I suspect a lot of you are like me in that you never really had much of an answer to the question "What are you?" (i.e. Irish, German, etc.) Except for the dash of exotic Czech on Blanche Vermillion's mother's side--and Miles Branch's Welsh mother--I thought of my family as just a bunch of indistinct white Americans.
And I'm not alone. When confronted with the box asking for their ancestry on the 2000 census, 7.3 percent of Americans said simply "American" in 2000. While you might think that this is a widely varied group of people who didn't know any more about their ancestry (or didn't consider it the Census Bureau's business), there's actually a distinct geographical pattern to those responses. You can see it in the map above, where the counties with the greatest percentage of people answering "American" are darkest.
The shape that emerges is a map of Appalachia, a region whose first white settlers were the group known as "Scotch-Irish" or "Scots-Irish." Their real origins are in the border region between England and Scotland, though many of them lived in Northern Ireland before coming to America in the 1700s. I have slowly come to understand, with the help of a couple of good books, that the Scots-Irish were and are a very distinct cultural group--and that much of my family is part of that culture. It is a culture that overlaps with a lot of better-known segments of American society: born-again Christians, NASCAR fans, and, at least in this year's primaries, Hillary Clinton voters. (The map of the counties where she won by more than 65 percent looks a lot like the one above.) But it's also a culture that doesn't have a strong sense of itself as being different from other Americans--thus the answer to the census question.

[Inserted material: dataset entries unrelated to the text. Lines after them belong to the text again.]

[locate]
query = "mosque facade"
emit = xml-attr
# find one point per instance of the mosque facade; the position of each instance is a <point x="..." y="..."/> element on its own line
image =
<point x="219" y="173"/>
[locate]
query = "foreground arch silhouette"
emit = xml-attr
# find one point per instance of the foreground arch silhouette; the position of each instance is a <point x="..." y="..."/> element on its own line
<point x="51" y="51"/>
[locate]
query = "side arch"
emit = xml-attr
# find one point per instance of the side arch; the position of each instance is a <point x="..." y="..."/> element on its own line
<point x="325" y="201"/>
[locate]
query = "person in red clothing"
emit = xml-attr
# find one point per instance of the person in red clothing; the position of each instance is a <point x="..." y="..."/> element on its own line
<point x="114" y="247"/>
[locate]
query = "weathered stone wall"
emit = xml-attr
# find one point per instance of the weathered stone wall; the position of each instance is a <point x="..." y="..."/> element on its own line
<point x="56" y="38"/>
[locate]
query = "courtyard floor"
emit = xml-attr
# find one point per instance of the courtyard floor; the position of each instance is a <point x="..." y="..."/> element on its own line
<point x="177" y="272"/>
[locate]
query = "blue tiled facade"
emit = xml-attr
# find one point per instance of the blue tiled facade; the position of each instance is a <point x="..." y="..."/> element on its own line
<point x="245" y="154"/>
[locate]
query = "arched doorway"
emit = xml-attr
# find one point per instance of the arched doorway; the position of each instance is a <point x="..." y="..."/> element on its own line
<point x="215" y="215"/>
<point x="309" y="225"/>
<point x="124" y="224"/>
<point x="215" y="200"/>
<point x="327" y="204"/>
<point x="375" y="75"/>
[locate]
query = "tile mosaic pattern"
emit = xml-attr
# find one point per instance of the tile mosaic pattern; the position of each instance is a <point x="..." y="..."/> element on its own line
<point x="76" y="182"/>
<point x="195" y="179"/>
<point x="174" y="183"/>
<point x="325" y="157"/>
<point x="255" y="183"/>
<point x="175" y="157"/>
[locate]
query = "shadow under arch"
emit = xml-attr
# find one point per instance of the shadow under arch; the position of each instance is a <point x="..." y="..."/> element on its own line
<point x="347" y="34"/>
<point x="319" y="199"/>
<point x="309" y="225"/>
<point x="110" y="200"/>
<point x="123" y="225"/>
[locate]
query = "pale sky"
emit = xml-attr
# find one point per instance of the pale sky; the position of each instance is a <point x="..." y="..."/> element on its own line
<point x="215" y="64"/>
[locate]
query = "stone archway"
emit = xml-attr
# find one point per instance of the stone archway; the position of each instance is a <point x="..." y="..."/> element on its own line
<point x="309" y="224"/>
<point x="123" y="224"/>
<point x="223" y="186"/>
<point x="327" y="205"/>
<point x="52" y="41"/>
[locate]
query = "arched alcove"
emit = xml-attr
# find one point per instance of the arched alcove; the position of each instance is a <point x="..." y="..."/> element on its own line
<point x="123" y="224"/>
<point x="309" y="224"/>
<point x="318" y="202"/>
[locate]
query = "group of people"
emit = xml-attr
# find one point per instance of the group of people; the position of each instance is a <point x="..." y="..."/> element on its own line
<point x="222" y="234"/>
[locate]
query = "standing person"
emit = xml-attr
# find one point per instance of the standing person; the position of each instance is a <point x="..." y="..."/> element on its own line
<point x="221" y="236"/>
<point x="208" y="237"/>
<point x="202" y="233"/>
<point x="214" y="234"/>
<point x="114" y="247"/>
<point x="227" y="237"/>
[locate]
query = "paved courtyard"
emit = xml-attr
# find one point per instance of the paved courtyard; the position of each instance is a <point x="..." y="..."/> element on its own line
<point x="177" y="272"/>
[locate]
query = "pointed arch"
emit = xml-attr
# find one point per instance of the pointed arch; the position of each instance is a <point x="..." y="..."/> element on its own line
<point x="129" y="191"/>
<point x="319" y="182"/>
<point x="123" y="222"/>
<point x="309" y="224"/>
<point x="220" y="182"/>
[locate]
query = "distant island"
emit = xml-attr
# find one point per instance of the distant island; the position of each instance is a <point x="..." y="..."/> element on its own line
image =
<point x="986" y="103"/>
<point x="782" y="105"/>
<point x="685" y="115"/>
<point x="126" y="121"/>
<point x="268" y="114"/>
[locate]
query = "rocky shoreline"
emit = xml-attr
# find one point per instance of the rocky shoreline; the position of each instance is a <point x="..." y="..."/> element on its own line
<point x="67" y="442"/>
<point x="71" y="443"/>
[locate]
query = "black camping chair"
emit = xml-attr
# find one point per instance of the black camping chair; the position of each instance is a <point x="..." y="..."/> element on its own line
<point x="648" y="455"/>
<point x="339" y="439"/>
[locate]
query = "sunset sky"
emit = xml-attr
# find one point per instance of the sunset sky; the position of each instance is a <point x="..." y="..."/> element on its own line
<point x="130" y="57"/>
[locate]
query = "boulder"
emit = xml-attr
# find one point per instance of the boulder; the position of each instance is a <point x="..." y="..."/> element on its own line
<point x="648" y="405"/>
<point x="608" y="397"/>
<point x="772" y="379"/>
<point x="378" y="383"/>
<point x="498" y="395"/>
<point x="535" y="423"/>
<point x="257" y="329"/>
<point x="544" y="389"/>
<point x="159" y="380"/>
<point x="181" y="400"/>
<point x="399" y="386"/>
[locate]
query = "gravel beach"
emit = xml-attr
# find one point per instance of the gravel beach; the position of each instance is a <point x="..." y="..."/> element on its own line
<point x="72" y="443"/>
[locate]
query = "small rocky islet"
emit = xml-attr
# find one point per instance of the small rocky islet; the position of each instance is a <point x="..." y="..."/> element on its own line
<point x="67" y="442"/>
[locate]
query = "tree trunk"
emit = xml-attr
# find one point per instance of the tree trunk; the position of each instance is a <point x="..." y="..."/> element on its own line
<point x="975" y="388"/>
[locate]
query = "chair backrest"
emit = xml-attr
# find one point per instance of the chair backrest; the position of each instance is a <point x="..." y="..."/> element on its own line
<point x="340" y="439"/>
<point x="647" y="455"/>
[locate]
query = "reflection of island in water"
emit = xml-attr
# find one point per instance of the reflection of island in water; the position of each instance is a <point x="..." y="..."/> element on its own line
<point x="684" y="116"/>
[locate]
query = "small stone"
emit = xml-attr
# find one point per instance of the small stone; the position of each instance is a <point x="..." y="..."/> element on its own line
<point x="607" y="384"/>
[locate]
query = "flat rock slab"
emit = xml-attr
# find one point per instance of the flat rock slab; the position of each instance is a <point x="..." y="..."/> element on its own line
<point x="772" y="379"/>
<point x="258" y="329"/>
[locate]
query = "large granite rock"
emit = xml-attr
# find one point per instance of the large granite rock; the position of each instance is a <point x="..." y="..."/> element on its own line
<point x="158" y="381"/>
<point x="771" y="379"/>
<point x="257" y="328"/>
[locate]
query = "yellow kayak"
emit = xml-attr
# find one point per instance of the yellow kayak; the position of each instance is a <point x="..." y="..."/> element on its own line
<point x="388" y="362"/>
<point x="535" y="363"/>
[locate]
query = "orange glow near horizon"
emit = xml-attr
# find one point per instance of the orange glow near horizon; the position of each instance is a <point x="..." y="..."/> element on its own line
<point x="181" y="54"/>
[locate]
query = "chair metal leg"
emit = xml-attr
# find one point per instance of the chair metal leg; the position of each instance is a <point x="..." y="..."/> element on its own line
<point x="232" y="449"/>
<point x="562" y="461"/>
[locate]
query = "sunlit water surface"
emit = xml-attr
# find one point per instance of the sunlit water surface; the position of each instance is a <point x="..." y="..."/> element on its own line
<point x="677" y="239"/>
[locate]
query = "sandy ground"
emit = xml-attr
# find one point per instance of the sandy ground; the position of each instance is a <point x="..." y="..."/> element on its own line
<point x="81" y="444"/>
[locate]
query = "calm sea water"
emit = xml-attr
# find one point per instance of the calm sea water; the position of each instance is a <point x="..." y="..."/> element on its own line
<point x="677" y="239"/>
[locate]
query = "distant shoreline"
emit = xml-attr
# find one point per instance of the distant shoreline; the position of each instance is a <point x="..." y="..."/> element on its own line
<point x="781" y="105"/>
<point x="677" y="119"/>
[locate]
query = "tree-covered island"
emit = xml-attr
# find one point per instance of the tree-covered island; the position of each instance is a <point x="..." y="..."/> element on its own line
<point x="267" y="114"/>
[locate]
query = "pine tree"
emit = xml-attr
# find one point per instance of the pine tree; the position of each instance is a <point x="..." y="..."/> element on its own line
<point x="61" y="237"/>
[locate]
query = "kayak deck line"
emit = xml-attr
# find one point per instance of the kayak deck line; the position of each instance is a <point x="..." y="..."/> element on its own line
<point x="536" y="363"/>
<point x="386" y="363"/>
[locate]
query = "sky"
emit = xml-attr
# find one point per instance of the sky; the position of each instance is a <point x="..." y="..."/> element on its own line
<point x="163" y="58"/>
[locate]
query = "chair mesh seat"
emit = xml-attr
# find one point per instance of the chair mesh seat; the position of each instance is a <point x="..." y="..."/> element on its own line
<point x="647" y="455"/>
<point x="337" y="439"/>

One of the things I've learned is that the Scots-Irish culture in its early years was open to people of other nationalities who were willing to adopt its (protestant) religion and values. So even though I have found French, Dutch, and Swedish people in my backcountry ancestors, they all seem to have signed on to the Scots-Irish culture.

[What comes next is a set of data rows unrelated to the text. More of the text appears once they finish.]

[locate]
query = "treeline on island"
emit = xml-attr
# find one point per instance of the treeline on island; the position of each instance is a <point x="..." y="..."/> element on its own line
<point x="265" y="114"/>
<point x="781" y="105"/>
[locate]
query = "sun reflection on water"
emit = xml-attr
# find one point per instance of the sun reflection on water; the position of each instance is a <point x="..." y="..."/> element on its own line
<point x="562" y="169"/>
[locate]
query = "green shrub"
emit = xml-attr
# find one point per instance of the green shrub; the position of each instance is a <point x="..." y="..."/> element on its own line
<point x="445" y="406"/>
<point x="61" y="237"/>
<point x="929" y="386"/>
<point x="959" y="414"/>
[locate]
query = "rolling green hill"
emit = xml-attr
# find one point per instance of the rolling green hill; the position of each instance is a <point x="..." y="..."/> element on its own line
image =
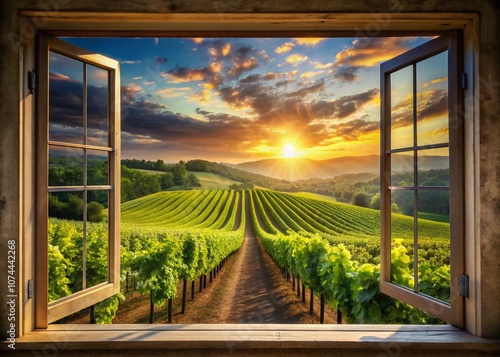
<point x="208" y="180"/>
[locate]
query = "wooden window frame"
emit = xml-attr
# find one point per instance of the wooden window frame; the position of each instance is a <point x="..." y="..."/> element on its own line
<point x="53" y="311"/>
<point x="283" y="24"/>
<point x="451" y="42"/>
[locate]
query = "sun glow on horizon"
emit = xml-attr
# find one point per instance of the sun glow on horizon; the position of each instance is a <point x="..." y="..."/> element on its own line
<point x="289" y="151"/>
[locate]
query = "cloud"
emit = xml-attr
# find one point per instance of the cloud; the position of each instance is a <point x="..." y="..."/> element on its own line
<point x="314" y="88"/>
<point x="430" y="104"/>
<point x="220" y="49"/>
<point x="344" y="106"/>
<point x="319" y="65"/>
<point x="296" y="59"/>
<point x="309" y="74"/>
<point x="257" y="97"/>
<point x="130" y="61"/>
<point x="244" y="60"/>
<point x="173" y="92"/>
<point x="354" y="129"/>
<point x="185" y="74"/>
<point x="58" y="76"/>
<point x="66" y="110"/>
<point x="284" y="83"/>
<point x="284" y="48"/>
<point x="311" y="42"/>
<point x="371" y="51"/>
<point x="346" y="74"/>
<point x="269" y="76"/>
<point x="160" y="60"/>
<point x="435" y="81"/>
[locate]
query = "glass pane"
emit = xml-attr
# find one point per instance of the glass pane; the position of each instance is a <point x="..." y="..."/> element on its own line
<point x="65" y="166"/>
<point x="97" y="238"/>
<point x="402" y="233"/>
<point x="65" y="99"/>
<point x="65" y="231"/>
<point x="434" y="244"/>
<point x="97" y="167"/>
<point x="402" y="168"/>
<point x="97" y="106"/>
<point x="402" y="108"/>
<point x="434" y="167"/>
<point x="432" y="100"/>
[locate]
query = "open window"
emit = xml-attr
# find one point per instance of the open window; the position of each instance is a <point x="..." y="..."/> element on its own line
<point x="421" y="120"/>
<point x="78" y="126"/>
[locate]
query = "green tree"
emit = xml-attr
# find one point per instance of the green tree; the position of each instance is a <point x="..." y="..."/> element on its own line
<point x="95" y="212"/>
<point x="180" y="174"/>
<point x="193" y="180"/>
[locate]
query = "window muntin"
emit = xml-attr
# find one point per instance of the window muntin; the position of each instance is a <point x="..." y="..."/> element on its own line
<point x="78" y="179"/>
<point x="421" y="128"/>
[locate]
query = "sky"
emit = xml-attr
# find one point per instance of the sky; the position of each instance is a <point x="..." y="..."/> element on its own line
<point x="244" y="99"/>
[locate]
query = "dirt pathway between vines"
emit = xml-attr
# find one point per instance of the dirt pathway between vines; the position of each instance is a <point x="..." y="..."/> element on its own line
<point x="249" y="289"/>
<point x="250" y="296"/>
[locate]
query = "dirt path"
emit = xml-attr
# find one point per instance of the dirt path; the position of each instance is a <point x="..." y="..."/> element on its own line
<point x="250" y="296"/>
<point x="249" y="289"/>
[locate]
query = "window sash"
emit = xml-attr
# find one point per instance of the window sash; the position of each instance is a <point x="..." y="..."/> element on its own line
<point x="45" y="312"/>
<point x="453" y="312"/>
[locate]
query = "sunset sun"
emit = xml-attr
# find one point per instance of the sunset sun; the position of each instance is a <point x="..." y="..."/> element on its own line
<point x="289" y="151"/>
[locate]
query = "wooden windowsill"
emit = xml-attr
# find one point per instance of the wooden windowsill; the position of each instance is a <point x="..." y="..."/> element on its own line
<point x="230" y="338"/>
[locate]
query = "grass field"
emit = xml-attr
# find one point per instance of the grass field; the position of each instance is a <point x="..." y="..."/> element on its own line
<point x="208" y="180"/>
<point x="211" y="181"/>
<point x="315" y="196"/>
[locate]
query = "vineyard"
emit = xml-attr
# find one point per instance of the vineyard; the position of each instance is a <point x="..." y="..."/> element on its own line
<point x="176" y="237"/>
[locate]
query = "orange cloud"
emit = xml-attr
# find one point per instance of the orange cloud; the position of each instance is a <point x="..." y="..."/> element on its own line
<point x="173" y="92"/>
<point x="436" y="80"/>
<point x="296" y="59"/>
<point x="310" y="74"/>
<point x="284" y="48"/>
<point x="319" y="65"/>
<point x="308" y="41"/>
<point x="368" y="52"/>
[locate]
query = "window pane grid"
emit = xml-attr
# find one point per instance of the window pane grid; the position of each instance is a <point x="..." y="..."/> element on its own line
<point x="90" y="153"/>
<point x="408" y="161"/>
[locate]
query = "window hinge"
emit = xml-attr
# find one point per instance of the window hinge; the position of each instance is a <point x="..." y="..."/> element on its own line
<point x="30" y="288"/>
<point x="463" y="80"/>
<point x="464" y="285"/>
<point x="32" y="81"/>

Cal Jones's parents were both very much of this culture. Blanche Vermillion Branch's father was, too, as was Clara Paxton Jones's father. (Her mother's family had some Scots-Irish blood, but they were part of a German-American culture that existed alongside the Mid-Atlantic Quakers.

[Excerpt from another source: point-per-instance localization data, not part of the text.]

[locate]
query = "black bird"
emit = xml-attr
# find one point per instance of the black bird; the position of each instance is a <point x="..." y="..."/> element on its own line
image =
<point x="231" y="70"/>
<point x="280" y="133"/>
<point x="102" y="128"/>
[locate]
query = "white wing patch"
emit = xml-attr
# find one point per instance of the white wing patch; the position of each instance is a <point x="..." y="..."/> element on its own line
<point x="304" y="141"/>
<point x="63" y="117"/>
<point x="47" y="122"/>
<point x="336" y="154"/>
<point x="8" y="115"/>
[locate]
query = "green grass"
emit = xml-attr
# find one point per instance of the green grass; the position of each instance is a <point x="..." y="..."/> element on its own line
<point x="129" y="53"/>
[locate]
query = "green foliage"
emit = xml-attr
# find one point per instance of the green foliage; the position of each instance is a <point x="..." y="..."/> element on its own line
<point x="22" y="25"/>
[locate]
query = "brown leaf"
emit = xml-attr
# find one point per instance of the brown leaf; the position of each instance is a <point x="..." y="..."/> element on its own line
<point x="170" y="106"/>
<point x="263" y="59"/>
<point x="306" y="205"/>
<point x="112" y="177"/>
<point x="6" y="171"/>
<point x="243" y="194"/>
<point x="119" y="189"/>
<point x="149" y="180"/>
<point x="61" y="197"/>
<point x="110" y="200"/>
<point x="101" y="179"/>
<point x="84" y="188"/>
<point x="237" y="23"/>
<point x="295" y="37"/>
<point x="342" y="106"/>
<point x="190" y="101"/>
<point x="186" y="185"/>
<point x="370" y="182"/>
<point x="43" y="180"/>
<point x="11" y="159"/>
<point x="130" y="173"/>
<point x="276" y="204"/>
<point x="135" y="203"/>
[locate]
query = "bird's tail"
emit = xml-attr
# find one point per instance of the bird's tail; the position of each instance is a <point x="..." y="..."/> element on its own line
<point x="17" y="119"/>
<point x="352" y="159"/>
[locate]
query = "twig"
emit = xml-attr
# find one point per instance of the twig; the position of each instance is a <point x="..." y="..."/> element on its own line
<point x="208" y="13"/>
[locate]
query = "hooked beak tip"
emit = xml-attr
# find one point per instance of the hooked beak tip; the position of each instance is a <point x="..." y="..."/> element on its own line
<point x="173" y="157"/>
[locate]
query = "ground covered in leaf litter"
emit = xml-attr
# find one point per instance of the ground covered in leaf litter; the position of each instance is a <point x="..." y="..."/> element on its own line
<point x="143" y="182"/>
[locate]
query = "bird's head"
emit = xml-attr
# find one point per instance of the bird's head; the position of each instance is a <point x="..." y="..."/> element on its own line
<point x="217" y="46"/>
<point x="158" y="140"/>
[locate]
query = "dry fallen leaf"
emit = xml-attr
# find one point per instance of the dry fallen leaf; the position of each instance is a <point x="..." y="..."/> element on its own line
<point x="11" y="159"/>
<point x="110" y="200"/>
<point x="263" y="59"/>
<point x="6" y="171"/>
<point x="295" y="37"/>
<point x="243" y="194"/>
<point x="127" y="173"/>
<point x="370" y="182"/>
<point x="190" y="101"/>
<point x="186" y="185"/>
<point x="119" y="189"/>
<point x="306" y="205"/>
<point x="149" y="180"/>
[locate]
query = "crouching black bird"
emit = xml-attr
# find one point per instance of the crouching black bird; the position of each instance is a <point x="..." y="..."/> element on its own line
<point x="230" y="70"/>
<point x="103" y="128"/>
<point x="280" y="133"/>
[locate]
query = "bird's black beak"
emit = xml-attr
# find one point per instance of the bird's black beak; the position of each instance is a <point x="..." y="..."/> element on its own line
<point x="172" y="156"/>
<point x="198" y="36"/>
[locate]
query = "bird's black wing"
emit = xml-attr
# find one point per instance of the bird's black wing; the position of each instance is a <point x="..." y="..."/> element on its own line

One of the books I'd recommend if you want to know more is called
Albion's Seed, by David Hackett Fischer. Fischer breaks down the migration of people from the British Isles before the revolution into four distinct cultural groups: New England Puritans, Virginia elites (and the indentured servants who came to serve them), Mid-Atlantic Quakers, and the Scots-Irish who populated the hills and backcountry. Fischer's book is written for a scholarly audience and can be slow going sometimes, but it opened my eyes to a lot of American history that I'd never understood.
And it explained some things about the people we call hillbillies or rednecks. For example, the stereotype of the hillbilly in a tumbledown shack (or more recently, the mobile home) isn't necessarily a sign of laziness: the Scots-Irish, living on the border, were constantly in the midst of war between England and Scotland, and whatever they built was sure to be destroyed. This state of war also led them to develop close affiliations with family-based clans that were allied with one side or the other: the Hatfields and McCoys were continuing a very old tradition when they were a-feudin'.
A more readable book is
Born Fighting: How the Scots-Irish Shaped America by James Webb, a U.S. Senator from Virginia. Webb is a former Marine, and his take on his Scots-Irish heritage is less scholarly and more of a celebration and a rallying cry. He wants his fellow Scots-Irish to be aware of their heritage and think and vote more like a group. He also recounts a lot of history of the Scots-Irish before they came to America, which is enlightening.